The move affects four out of five of BA’s ground staff, engineers, office workers and cabin crew. They will be switched to the government’s job-retention scheme, which covers 80 per cent of salary up to a maximum of £30,000 annually.

A deal with the Unite union is about to be concluded, with no redundancies involved at this stage. The official British Airways statement consists of just two words: “Talks continue.”

Cabin crew comprise the largest group of workers affected by the furlough, with 16,500 employed by BA. Part of their pay is made up of allowances from flying, so many will lose more than 20 per cent of their income.

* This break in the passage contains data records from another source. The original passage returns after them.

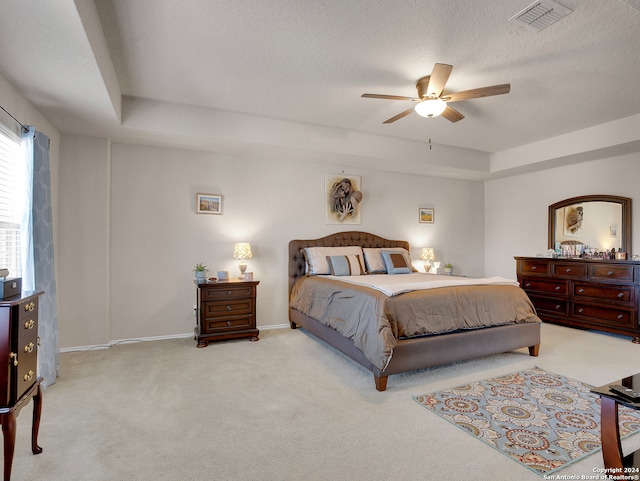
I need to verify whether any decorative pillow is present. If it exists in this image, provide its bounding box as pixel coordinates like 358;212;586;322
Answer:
327;255;364;276
382;250;411;274
362;247;411;274
303;246;362;276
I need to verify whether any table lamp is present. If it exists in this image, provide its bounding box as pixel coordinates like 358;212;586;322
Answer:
233;242;253;279
420;247;436;272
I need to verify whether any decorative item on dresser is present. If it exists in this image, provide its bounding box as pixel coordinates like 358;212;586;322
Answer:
195;279;260;347
515;257;640;343
0;292;43;481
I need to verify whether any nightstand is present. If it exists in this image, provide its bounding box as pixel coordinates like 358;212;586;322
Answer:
195;279;260;347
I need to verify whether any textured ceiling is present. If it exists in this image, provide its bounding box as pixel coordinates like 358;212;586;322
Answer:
0;0;640;178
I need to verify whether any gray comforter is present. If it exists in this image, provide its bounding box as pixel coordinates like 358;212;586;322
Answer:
290;276;540;371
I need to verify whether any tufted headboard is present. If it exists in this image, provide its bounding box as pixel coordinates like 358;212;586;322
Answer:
289;231;409;292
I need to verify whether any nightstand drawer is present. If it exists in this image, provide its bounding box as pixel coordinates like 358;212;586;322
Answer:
202;284;255;301
204;299;254;318
204;316;253;334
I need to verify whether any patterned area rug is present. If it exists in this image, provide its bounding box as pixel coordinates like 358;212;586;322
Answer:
414;368;640;476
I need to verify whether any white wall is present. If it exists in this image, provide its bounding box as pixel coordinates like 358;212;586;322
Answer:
485;153;640;277
59;136;484;348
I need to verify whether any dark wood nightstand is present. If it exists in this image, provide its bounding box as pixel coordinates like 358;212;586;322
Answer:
195;280;260;347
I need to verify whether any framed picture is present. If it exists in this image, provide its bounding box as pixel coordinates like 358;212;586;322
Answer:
418;207;434;224
324;174;362;224
196;194;222;214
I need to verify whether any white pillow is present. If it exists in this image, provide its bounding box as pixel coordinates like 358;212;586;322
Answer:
327;255;365;276
362;247;411;274
303;246;364;276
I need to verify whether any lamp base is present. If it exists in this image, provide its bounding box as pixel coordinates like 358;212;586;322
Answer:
238;264;247;279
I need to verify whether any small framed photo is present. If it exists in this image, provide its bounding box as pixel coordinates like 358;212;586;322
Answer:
418;207;434;224
196;194;222;214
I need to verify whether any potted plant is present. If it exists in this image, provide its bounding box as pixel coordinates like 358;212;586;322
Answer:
193;262;207;283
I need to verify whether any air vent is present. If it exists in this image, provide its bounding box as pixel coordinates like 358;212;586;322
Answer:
509;0;571;32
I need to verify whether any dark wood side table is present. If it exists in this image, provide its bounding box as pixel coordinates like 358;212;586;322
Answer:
0;292;44;481
195;279;260;347
591;374;640;479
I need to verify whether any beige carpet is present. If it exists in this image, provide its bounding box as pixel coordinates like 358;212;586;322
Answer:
12;324;640;481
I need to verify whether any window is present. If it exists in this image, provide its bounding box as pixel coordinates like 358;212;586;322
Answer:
0;123;22;277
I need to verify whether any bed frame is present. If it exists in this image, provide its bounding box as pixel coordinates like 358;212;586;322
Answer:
289;231;540;391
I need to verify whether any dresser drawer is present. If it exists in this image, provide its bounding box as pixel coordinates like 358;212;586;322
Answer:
204;316;253;334
15;332;38;399
204;299;254;318
572;282;634;303
518;259;549;274
202;284;255;301
18;297;38;324
522;277;569;296
552;262;587;279
589;264;633;282
529;296;569;316
572;302;636;327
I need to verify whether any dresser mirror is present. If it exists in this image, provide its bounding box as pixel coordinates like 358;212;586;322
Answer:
549;195;631;259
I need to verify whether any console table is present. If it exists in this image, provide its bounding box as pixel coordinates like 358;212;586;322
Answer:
515;257;640;343
591;374;640;472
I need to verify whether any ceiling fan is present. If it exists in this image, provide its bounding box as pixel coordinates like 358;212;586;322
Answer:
362;63;511;124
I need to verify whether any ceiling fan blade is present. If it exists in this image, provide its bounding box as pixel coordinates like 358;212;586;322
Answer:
427;63;453;98
382;107;414;124
440;105;464;122
361;94;418;102
442;84;511;102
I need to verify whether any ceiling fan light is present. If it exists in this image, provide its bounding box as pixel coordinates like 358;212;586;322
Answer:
414;99;447;117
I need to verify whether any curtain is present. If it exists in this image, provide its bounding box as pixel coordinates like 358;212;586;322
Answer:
22;127;60;386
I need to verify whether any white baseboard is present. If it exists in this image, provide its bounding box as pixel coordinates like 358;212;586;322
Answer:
60;324;290;352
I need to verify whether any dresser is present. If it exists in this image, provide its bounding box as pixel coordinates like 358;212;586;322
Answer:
0;292;43;481
515;257;640;343
195;280;260;347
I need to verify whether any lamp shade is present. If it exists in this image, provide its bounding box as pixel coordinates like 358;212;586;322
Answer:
233;242;253;260
414;99;447;117
420;247;436;261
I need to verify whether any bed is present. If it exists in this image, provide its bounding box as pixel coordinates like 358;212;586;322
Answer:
289;231;540;391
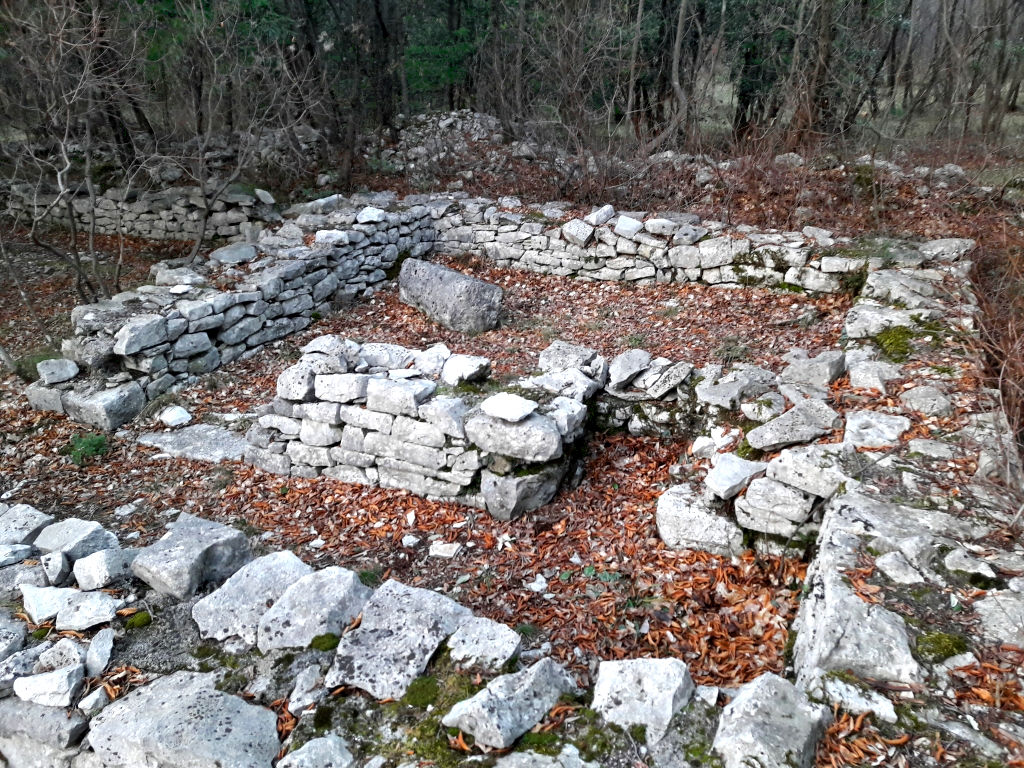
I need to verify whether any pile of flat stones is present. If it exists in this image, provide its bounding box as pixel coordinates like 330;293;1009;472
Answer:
26;201;433;429
7;184;281;241
0;504;828;768
246;336;596;520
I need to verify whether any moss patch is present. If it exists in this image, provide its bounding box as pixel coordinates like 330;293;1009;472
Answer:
401;675;440;710
125;610;153;630
916;632;968;664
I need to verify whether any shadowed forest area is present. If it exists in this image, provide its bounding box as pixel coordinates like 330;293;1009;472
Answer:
0;0;1024;436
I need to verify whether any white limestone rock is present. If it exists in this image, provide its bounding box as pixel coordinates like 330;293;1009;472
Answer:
191;550;312;645
735;477;814;537
19;584;80;624
0;504;53;544
278;733;355;768
466;413;562;462
705;454;768;500
257;566;372;653
14;664;85;707
480;392;538;424
441;658;575;750
447;616;522;672
592;658;694;744
158;406;191;427
655;484;743;555
131;512;252;600
74;549;135;590
843;411;910;447
34;517;119;561
36;357;78;385
767;443;854;499
713;673;831;768
441;354;490;387
746;399;843;451
324;581;472;698
89;672;281;768
56;592;121;632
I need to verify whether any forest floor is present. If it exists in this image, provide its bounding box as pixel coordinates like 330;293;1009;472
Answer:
0;147;1024;765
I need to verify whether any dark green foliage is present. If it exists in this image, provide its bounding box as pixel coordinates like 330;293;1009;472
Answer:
67;432;111;466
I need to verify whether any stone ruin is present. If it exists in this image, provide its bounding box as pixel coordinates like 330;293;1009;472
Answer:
6;188;1024;768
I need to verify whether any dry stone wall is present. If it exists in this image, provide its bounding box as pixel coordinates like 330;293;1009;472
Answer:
6;184;281;242
0;503;828;768
27;198;433;429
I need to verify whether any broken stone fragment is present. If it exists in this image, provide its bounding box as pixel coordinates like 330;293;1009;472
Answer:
441;658;575;750
191;550;312;645
655;484;743;555
714;673;831;768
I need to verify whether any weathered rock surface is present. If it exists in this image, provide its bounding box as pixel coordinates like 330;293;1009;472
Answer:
593;658;694;743
89;672;281;768
324;581;472;698
714;673;830;768
441;658;575;750
447;616;522;671
138;424;248;464
193;550;312;645
398;259;504;334
131;512;251;600
256;566;371;652
656;484;743;555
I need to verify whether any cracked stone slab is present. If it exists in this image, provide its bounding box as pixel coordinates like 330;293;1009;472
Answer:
324;581;472;698
447;616;522;671
131;512;251;600
257;566;372;652
441;658;575;750
592;658;694;744
746;399;843;451
34;517;120;560
89;672;281;768
705;454;768;499
138;424;248;464
655;484;743;555
191;550;313;645
713;673;831;768
843;411;910;447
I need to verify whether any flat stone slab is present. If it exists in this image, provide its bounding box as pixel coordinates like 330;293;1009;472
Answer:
746;399;843;451
655;484;743;555
131;512;252;600
843;411;910;447
324;581;472;698
705;454;768;499
34;517;120;561
278;733;355;768
257;566;372;652
0;698;89;749
441;658;575;750
138;424;249;464
593;658;694;744
20;584;81;624
89;672;281;768
193;550;312;645
56;592;120;632
447;616;522;671
713;673;831;768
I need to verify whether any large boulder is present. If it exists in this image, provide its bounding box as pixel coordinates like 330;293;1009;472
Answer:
398;259;504;334
63;381;145;431
89;672;281;768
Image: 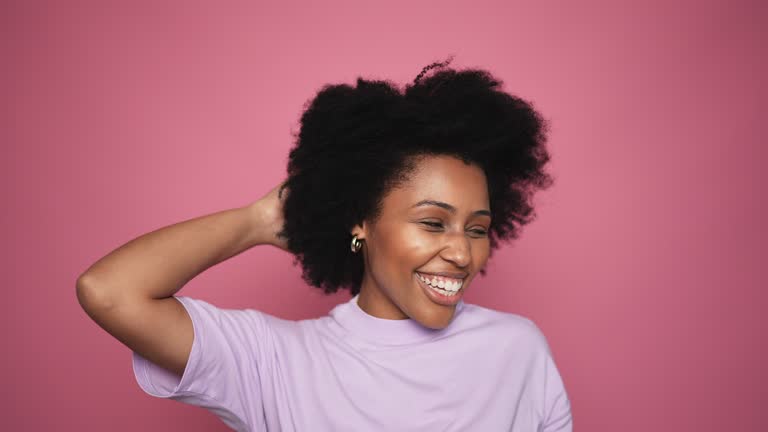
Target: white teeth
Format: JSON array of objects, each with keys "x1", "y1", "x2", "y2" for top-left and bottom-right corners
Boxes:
[{"x1": 416, "y1": 273, "x2": 463, "y2": 293}]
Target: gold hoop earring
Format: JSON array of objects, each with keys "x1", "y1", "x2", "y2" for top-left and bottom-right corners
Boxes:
[{"x1": 351, "y1": 235, "x2": 363, "y2": 253}]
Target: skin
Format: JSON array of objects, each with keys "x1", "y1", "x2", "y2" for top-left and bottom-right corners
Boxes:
[{"x1": 351, "y1": 156, "x2": 491, "y2": 329}]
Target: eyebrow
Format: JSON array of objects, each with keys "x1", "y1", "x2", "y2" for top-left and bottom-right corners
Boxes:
[{"x1": 411, "y1": 200, "x2": 491, "y2": 217}]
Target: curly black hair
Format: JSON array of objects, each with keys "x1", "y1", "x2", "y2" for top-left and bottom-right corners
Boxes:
[{"x1": 279, "y1": 59, "x2": 553, "y2": 295}]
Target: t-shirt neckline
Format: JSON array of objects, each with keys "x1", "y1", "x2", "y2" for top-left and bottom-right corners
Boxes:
[{"x1": 331, "y1": 293, "x2": 464, "y2": 345}]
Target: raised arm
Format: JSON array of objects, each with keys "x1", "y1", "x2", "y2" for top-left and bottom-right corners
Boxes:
[{"x1": 76, "y1": 181, "x2": 287, "y2": 375}]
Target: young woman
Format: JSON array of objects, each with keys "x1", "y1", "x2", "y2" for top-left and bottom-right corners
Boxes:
[{"x1": 77, "y1": 58, "x2": 572, "y2": 432}]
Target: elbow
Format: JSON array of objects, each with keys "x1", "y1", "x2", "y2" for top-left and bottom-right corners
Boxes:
[{"x1": 75, "y1": 274, "x2": 113, "y2": 312}]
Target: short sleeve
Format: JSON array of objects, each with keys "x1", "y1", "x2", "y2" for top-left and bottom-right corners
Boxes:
[
  {"x1": 132, "y1": 296, "x2": 269, "y2": 431},
  {"x1": 539, "y1": 346, "x2": 573, "y2": 432}
]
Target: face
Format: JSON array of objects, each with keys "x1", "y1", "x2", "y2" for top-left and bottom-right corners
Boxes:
[{"x1": 352, "y1": 156, "x2": 491, "y2": 329}]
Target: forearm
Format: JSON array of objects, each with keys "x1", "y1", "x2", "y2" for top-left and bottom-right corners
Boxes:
[{"x1": 77, "y1": 203, "x2": 271, "y2": 303}]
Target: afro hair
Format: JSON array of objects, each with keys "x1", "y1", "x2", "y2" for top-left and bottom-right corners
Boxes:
[{"x1": 279, "y1": 60, "x2": 553, "y2": 295}]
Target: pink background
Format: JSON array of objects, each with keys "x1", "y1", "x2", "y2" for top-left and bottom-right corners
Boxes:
[{"x1": 0, "y1": 0, "x2": 768, "y2": 432}]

The British Airline Pilots’ Association (Balpa) had previously negotiated a temporary pay cut and unpaid leave on behalf of BA's 4,000 pilots. Their earnings, which are typically much more than £30,000 a year, will approximately halve.

Much of the British Airways fleet is grounded, and the airport bases at Gatwick and London City have shut down completely.

But unlike the UK’s other giant carrier, easyJet, BA is continuing to fly, with ​a skeleton service running to and from Heathrow airport.

On Thursday, short-haul flights are running to and from Aberdeen, Amsterdam, Barcelona, Belfast, Berlin, Bucharest, Copenhagen, Edinburgh, Frankfurt, Geneva, Glasgow, Gothenburg, Manchester, Munich, Oslo, Sofia and Stockholm.

Intercontinental services are departing from Heathrow to Boston, Dallas, Hong Kong, Mexico City, New York, Santiago, Seattle, Seoul, Sydney, Tokyo and Washington DC.

The critical question for all airline staff is: how many of them will be needed when passengers start flying again in significant numbers?

Earlier, Greg Foran, chief executive of Air New Zealand, said: “We expect in a year’s time, we will be at least 30 percent smaller than we are today.”